Cette épître, connue sous le nom de « lettre à Santangel », est sûrement assez
semblable à celle que Colomb adresse au même moment aux souverains
espagnols, Ferdinand d’Aragon et Isabelle de Castille, mais qui n’est pas
parvenue jusqu’à nous. Elle rapporte le succès de son entreprise. Il y fait état de
ses bonnes relations avec les populations rencontrées (« sans rencontrer aucune
opposition »). Dans ses écrits, Colomb fait souvent mention de l’accueil que les
autochtones lui réservent et des cérémonies de don et de contre-don qui le
caractérise. Il se livre ici à une description de l’aspect physique (« tout nus », «
belle stature », « pas noirs ») et des traits de caractère de ces populations qu’il
présente comme dociles, naïves et inoffensives. Le Génois en fait une sorte de
peuple infantile. Leur innocence, décrite ici, commence alors à alimenter le
mythe du bon sauvage. !
Le texte de Colomb fait écho aux légendes entretenues autour de la cruauté
supposée des populations indiennes. En effet, les Européens ont assimilé le
nouveau monde tantôt à l’enfer, tantôt au paradis. Et l’indigène a pris la forme
soit du cannibale, soit du bon sauvage. Si Colomb insiste sur le caractère
vertueux et pacifi que des Indiens, contredisant l’image qu’on leur prête depuis
l’Europe (« je n’ai pas encore rencontré d’hommes monstrueux »), il écrit
néanmoins : « j’ai pourtant entendu dire qu’il y a une île peuplée de gens très
féroces qui mangent la chair humaine ». Ainsi, des récits du XVIe siècle nous
rapportent le culte sanguinaire des Aztèques, la cruauté de certains Indiens
Caraïbes (d’où vient le terme cannibale) qui apparaissent comme une résurgence
des récits antérieurs comme ceux de Marco Polo décrivant les cynocéphales, ces
hommes à tête de chien qui aboient au lieu de parler et se nourrissent de chair
humaine.
Si le portrait des Indiens tracé par Colomb est positif, il est aussi assez méprisant
dans la mesure où, le caractère pacifique et la bonté qu’il dépeint sont jugés
comme une faiblesse exploitable par les Européens. Son discours annonce les
dérapages de la colonisation future. Il propose en effet d’assujettir les Indiens et
d’exploiter les ressources nombreuses de leur territoire (or, épices, coton, mastic,
bois d’aloès…). On retrouve aussi dans ce texte la mission d’évangélisation que
se donne Colomb mandaté par les souverains espagnols : « je leur donnai mille
jolies choses pour qu’ils nous prennent en affection ; ils seront ainsi attirés à se
faire chrétiens ». En effet, la colonisation a d’abord un objectif religieux, dans le
prolongement de la Reconquista qui vient de se terminer avec la prise de Grenade
en 1492. On peut voir dans cette lettre les prémisses d’une domination fondée sur
des rapports de force, de mépris, d’exploitation et d’acculturation des
populations.
La conquête du Nouveau Monde
« Les Indiens sont propres à être commandés »
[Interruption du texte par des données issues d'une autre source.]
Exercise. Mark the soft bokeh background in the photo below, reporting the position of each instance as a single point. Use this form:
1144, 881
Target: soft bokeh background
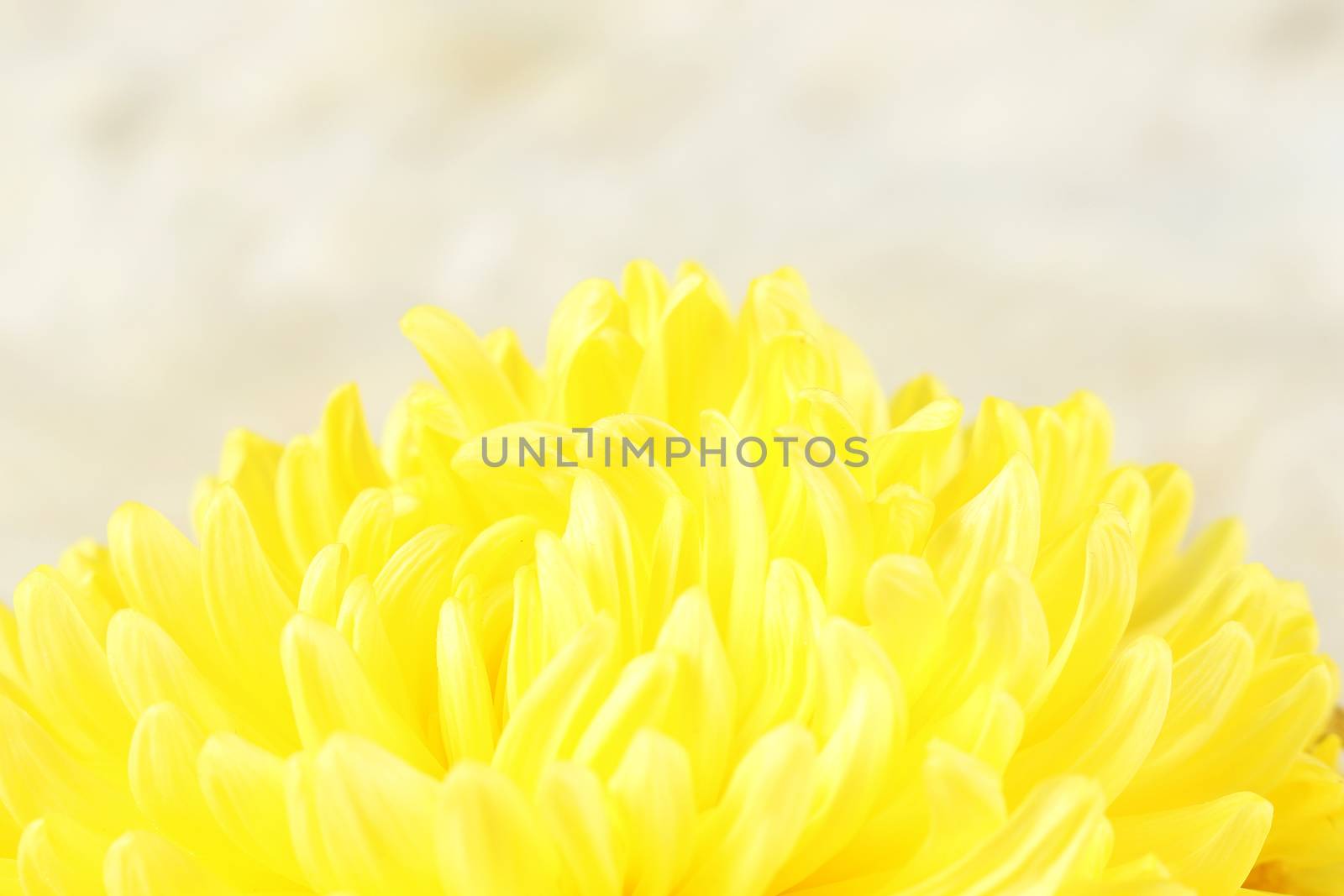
213, 214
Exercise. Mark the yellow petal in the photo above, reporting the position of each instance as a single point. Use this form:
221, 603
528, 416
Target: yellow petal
559, 705
491, 842
308, 512
1034, 852
248, 607
144, 864
654, 790
349, 461
39, 777
748, 837
376, 819
1211, 846
244, 786
367, 531
324, 584
481, 396
640, 699
159, 571
1001, 524
60, 857
67, 669
148, 668
705, 705
465, 710
573, 808
329, 694
1110, 735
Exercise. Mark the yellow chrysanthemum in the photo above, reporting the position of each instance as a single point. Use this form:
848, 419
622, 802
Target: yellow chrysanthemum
974, 663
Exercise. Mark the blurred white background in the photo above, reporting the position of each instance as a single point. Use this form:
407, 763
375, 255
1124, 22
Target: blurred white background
213, 214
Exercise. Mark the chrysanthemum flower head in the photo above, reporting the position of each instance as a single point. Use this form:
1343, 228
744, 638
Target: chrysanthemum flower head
808, 640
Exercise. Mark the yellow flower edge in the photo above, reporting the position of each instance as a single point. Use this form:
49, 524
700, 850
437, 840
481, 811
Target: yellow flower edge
979, 663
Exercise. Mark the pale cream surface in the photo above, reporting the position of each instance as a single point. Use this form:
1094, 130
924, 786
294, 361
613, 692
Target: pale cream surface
213, 214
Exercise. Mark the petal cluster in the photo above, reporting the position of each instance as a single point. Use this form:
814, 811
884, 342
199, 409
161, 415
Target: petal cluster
981, 661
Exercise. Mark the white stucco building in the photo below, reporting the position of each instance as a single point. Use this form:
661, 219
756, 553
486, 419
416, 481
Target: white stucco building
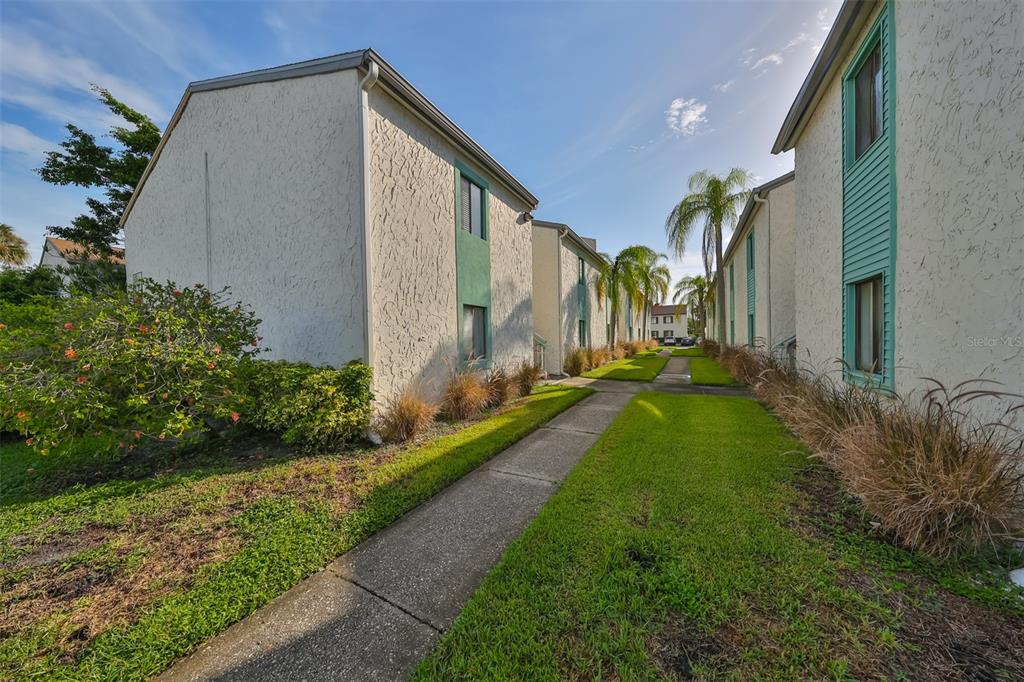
354, 217
908, 134
567, 313
760, 297
667, 321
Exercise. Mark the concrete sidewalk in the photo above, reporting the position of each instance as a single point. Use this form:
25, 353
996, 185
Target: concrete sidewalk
378, 610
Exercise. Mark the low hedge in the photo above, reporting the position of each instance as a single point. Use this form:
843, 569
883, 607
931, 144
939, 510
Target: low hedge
315, 409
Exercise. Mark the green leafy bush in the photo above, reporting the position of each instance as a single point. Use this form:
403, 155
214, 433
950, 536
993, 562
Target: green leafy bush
313, 408
156, 363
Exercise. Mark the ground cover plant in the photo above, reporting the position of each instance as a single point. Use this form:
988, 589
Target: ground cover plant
707, 372
644, 366
725, 554
113, 566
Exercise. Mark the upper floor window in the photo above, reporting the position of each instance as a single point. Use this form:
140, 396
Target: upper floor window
867, 101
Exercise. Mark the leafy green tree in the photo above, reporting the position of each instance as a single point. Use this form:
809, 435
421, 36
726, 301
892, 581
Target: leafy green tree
619, 281
692, 291
85, 163
19, 286
13, 250
713, 203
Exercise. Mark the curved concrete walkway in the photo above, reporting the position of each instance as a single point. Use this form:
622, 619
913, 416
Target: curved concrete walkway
376, 611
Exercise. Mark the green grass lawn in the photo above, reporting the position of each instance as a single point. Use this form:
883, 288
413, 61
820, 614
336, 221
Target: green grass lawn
642, 367
115, 579
683, 545
707, 372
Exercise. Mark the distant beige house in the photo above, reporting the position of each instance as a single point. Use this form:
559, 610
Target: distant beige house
908, 138
355, 218
760, 296
667, 322
62, 254
567, 313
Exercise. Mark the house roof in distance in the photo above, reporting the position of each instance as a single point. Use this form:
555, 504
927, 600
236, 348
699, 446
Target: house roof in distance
360, 59
74, 252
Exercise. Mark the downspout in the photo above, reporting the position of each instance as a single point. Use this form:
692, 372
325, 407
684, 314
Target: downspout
368, 82
562, 231
767, 202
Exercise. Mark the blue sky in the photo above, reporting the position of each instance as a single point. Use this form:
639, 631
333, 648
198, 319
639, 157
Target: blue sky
601, 110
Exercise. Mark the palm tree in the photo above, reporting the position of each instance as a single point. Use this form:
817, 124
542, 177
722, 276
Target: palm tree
619, 281
13, 250
692, 291
713, 202
654, 280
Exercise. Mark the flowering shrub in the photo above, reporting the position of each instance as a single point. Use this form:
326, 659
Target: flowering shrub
157, 363
316, 409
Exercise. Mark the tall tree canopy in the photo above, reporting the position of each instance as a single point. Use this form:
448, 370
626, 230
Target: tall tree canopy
713, 202
85, 163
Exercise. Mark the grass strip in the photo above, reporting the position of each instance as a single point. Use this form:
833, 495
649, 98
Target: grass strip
672, 557
285, 541
642, 367
707, 372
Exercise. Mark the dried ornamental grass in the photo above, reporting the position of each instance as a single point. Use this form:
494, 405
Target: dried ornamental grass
406, 417
465, 396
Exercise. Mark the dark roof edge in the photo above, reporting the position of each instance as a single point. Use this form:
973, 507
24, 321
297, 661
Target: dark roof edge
751, 208
579, 241
850, 19
355, 59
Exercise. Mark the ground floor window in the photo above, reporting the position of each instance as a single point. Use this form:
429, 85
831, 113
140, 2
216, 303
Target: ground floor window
867, 324
474, 332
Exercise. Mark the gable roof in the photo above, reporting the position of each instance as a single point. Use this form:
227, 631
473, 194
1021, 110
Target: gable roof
74, 252
750, 209
588, 245
359, 59
852, 16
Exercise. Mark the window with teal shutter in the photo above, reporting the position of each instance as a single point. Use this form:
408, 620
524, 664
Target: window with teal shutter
869, 208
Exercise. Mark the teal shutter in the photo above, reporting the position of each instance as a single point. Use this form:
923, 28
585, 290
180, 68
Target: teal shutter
869, 201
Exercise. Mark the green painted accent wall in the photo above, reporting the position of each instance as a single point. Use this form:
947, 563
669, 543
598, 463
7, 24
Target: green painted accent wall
472, 258
751, 288
869, 202
732, 304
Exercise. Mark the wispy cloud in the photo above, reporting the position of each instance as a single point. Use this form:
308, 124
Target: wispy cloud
22, 140
685, 117
773, 58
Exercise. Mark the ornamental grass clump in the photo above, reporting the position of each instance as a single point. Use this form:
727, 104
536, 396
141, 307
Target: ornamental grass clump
526, 376
156, 364
577, 361
406, 417
465, 396
500, 386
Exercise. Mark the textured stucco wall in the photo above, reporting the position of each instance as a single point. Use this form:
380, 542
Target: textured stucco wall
285, 187
960, 214
546, 294
416, 317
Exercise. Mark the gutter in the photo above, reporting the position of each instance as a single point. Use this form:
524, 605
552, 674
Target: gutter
367, 84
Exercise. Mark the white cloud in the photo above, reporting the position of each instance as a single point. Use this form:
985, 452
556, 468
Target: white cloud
22, 140
767, 59
685, 116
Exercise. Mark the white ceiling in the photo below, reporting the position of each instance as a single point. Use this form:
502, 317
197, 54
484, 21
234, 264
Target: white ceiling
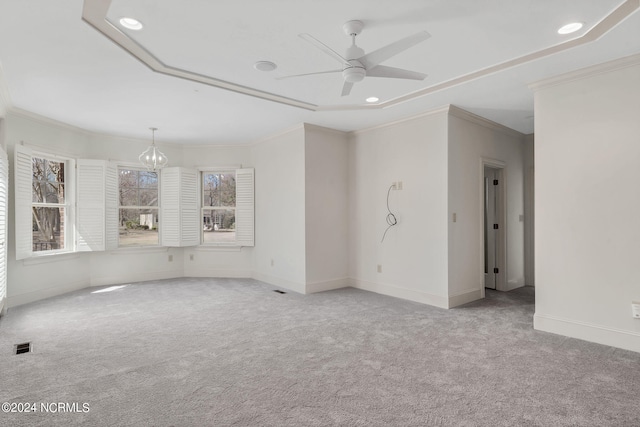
481, 56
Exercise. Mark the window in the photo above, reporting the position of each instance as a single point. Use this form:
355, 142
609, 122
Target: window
137, 207
49, 205
219, 207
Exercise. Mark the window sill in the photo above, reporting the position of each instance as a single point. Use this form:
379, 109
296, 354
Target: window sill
43, 258
215, 248
138, 250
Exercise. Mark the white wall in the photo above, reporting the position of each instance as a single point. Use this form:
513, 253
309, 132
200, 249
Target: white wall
326, 209
587, 202
30, 280
529, 212
279, 252
414, 253
472, 139
34, 279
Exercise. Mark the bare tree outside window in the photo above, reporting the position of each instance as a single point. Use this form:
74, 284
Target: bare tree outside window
218, 207
48, 204
138, 202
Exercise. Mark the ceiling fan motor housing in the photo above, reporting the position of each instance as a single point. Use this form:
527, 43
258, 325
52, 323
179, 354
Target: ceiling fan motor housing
354, 74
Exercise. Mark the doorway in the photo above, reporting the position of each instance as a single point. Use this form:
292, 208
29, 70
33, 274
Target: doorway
494, 226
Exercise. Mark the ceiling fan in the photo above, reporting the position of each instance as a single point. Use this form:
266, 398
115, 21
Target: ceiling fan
356, 65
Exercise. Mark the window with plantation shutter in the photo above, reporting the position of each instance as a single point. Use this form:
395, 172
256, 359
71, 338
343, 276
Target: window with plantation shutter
44, 203
227, 207
179, 200
91, 206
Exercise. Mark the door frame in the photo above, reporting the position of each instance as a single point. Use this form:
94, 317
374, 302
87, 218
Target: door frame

Dans cet extrait de son Journal de bord, Christophe Colomb rend compte de son
premier voyage, qui lui a permis de découvrir les « Indes occidentales ». Il
s’adresse à ses commanditaires, les Rois catholiques (« Vos Altesses »), Isabelle
de Castille et Ferdinand d’Aragon. Colomb justifie son premier voyage comme
une mission d’évangélisation : « convertir ces peuples à notre Sainte Foi ». La
colonisation a d’abord un objectif religieux, dans le prolongement de la
Reconquista (qui vient de se terminer, avec la prise de Grenade en 1492). Colomb
décrit les Indiens comme des êtres dociles et inoffensifs (« gens très pauvres en
tout », « nus », autrement dit à l’état sauvage, sans « aucun culte », « sans génie
pour le combat », « peureux », « propres à être commandés »). Vus par un
Européen, ils constituent une sorte de peuple infantile. Colomb fait miroiter des
richesses qui pourraient renforcer la position de l’Espagne. Les terres sont «
bonnes et fertiles » et il semble y avoir de l’or. Colomb se présente comme
l’envoyé du roi et de la reine d’Espagne. Il s’adresse à eux avec déférence, tout
en leur conseillant assez fermement la marche à suivre. Le 17 avril 1492, les «
capitulations » signées par les Rois catholiques confèrent à Colomb les titres
d’amiral, vice-roi et gouverneur « des îles et terre ferme » qu’il pourra découvrir.
Christophe Colomb débarque à Hispaniola (Haïti) en octobre 1492. Gravure de
Théodore de Bry, 1594. B.N.F., Paris.
Cette gravure est postérieure de presque un siècle à l’événement relaté et elle est
loin d’être une image neutre. Théodore de Bry, graveur et éditeur installé à
Francfort, est spécialisé dans la publication et l’illustration d’ouvrages dénonçant
Le voyageur français Jean de Léry livre en
1578 un véritable bréviaire d’ethnologie dans
le récit de son voyage au Brésil. Il y étudie la
peuplade des Indiens Toupinanbaou, et
s’intéresse notamment à leur langage.
Huguenot, il trouve dans les cannibales une
métaphore des catholiques, dévoreurs du
corps du Christ. Dans cet extrait, il fait la
description du tabac, qui commence à être
introduit en Europe et en Asie au XVIe
siècle. Jean de Léry décrit ainsi la pipe
rudimentaire qu’utilisent les indigènes pour
fumer la plante à laquelle la médecine
européenne prêtait des effets revigorants.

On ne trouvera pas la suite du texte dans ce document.